In July, Virgin Galactic announced a deal with Italy’s two largest aerospace companies to launch paying passengers into space from the country’s soon-to-be-built Grottaglie Spaceport. Altec, a company owned by the Italian Space Agency, and Sitael, the largest private space company in the country, have signed deals with Virgin Galactic. They will work with Sir Richard Branson’s US-based spaceflight company to figure out how the port, located in southern Italy, will operate.
“From the Renaissance to modern space science, Italy has always been a natural home to great innovators and breakthrough ideas which have shaped the human experience,” Branson said in a statement. “I believe Italy’s vision which has led to this collaboration with our Virgin space companies, will provide a real impetus as we strive to open space for the benefit of life on Earth. This partnership could see Virgin Galactic launch the first person in history into space from Italian soil—and in fact from any European territory.”
Also in July, the UK announced its first spaceport will be located in Sutherland, on the north coast of Scotland.
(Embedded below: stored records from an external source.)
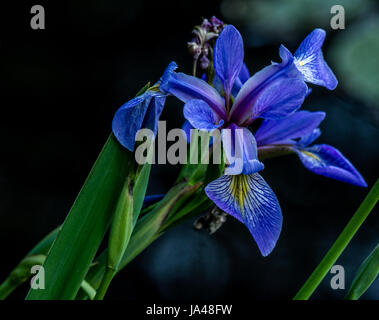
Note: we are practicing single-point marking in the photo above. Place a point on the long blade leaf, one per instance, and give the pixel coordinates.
(83, 230)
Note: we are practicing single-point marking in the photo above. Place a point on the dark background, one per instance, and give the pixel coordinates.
(59, 90)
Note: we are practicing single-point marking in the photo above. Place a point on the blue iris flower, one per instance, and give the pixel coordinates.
(296, 133)
(275, 94)
(141, 112)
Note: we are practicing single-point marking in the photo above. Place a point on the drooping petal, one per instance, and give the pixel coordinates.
(186, 88)
(241, 152)
(249, 199)
(200, 115)
(309, 138)
(167, 73)
(228, 57)
(274, 91)
(294, 126)
(243, 76)
(310, 61)
(128, 119)
(329, 162)
(186, 127)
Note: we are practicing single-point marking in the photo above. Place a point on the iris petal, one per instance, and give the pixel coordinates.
(228, 57)
(241, 151)
(249, 199)
(310, 61)
(297, 125)
(200, 115)
(186, 88)
(186, 127)
(262, 94)
(329, 162)
(128, 119)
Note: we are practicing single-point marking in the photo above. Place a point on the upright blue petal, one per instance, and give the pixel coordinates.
(241, 152)
(310, 61)
(186, 127)
(244, 74)
(153, 112)
(273, 92)
(129, 118)
(329, 162)
(186, 88)
(280, 131)
(228, 57)
(201, 116)
(249, 199)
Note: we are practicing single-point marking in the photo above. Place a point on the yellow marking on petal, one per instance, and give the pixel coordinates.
(239, 189)
(312, 155)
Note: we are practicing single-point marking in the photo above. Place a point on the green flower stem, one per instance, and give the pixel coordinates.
(340, 244)
(105, 282)
(7, 287)
(88, 289)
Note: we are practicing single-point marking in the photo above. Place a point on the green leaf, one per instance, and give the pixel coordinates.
(365, 276)
(147, 229)
(121, 228)
(83, 230)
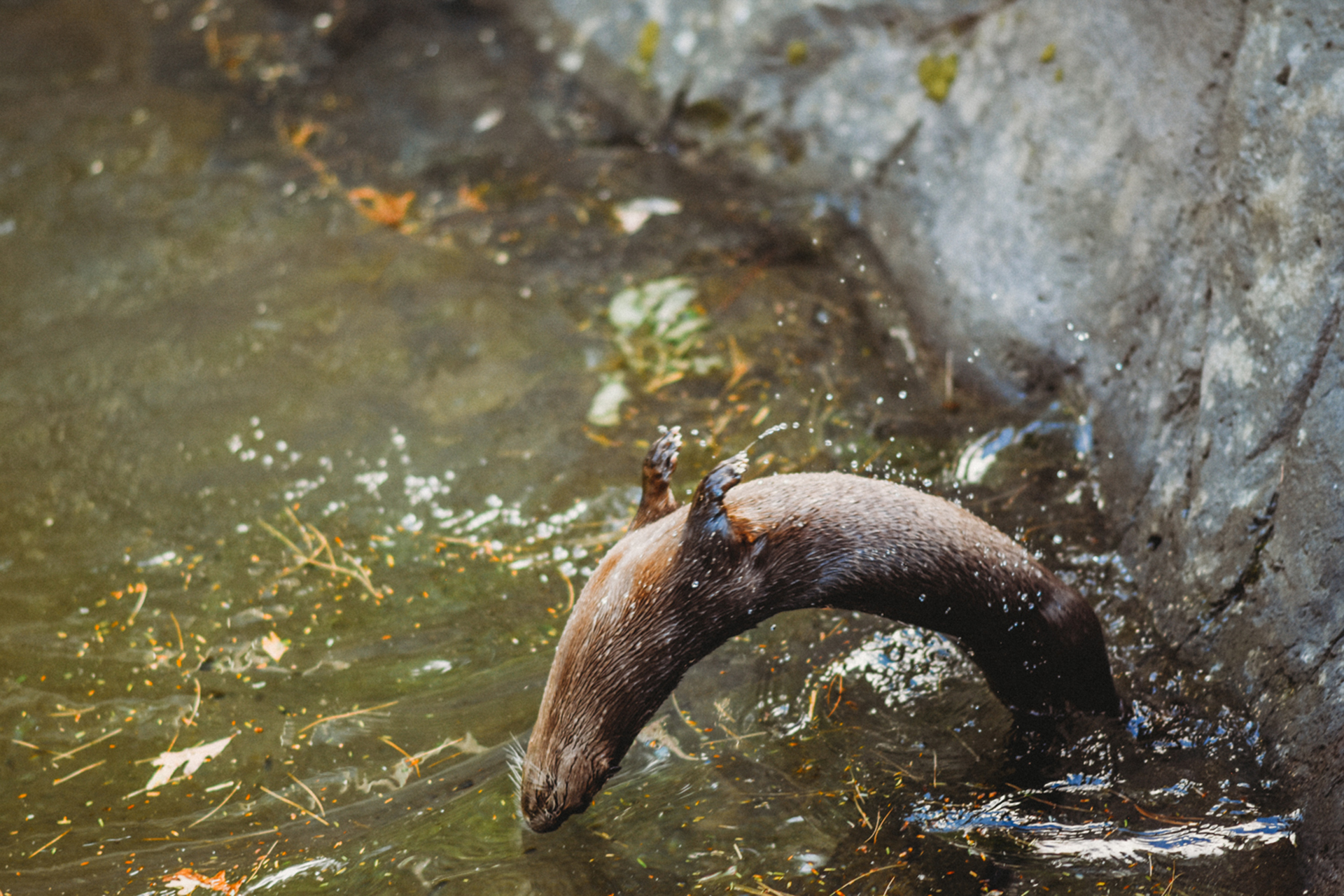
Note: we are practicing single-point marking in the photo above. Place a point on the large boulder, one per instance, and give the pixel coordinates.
(1138, 197)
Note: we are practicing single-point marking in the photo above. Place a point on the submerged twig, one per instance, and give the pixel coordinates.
(346, 715)
(318, 546)
(290, 802)
(217, 808)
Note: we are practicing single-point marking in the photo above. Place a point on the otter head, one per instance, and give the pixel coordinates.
(655, 606)
(622, 652)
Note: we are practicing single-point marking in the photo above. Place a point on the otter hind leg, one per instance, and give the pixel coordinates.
(708, 520)
(659, 465)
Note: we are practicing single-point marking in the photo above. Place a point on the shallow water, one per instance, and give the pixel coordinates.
(312, 495)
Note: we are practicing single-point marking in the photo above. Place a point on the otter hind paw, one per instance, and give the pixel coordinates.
(659, 465)
(707, 514)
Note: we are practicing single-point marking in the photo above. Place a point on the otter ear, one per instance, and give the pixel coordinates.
(659, 465)
(707, 517)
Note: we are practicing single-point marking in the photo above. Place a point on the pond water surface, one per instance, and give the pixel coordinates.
(300, 480)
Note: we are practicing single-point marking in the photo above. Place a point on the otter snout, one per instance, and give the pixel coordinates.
(552, 792)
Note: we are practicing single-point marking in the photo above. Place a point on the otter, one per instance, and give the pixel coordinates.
(685, 580)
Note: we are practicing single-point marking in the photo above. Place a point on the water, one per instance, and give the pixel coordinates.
(311, 495)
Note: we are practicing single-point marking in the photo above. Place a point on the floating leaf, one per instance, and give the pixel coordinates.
(273, 647)
(377, 206)
(186, 881)
(606, 405)
(186, 760)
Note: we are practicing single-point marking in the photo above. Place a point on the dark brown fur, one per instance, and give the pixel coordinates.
(686, 580)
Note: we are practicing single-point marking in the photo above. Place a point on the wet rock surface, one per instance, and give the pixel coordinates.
(1139, 198)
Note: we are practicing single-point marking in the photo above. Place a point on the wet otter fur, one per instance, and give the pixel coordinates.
(683, 580)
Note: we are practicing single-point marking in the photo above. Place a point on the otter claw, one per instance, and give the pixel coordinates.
(659, 465)
(662, 458)
(707, 514)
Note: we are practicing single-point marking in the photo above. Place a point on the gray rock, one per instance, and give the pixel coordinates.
(1139, 197)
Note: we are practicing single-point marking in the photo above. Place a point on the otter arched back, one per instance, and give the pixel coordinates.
(683, 580)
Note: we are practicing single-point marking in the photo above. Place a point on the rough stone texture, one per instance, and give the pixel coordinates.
(1152, 210)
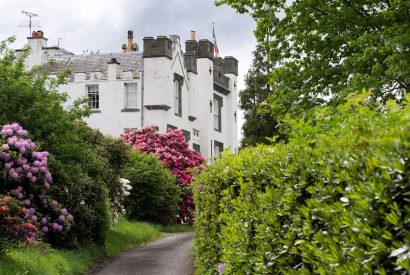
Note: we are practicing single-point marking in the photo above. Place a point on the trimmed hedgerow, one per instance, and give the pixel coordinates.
(155, 193)
(333, 200)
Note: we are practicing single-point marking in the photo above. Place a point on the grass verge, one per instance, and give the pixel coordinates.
(42, 259)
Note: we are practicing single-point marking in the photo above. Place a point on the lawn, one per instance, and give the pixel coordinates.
(43, 259)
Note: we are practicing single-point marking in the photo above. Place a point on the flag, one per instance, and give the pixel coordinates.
(216, 50)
The UK Space Agency will invest £2.5 million ($3.3 million) into the site, and the first rocket launches are planned for the early 2020s. The spaceport will aim to profit from the increasingly large market for small satellite launches.
The UK government has claimed the spaceflight market could boost the country’s economy by £3.8 billion ($5 billion) over the next decade, and is planning to build a “horizontal” spaceport elsewhere in the UK, along with the vertical port in Sutherland. Horizontal spaceports use modified commercial airplanes to carry satellites to a certain height before releasing them into orbit.
“As a nation of innovators and entrepreneurs, we want Britain to be the first place in mainland Europe to launch satellites as part of our Industrial Strategy,” UK Business Secretary Greg Clark said. “The UK’s thriving space industry, research community, and aerospace supply chain put the UK in a leading position to develop both vertical and horizontal launch sites.”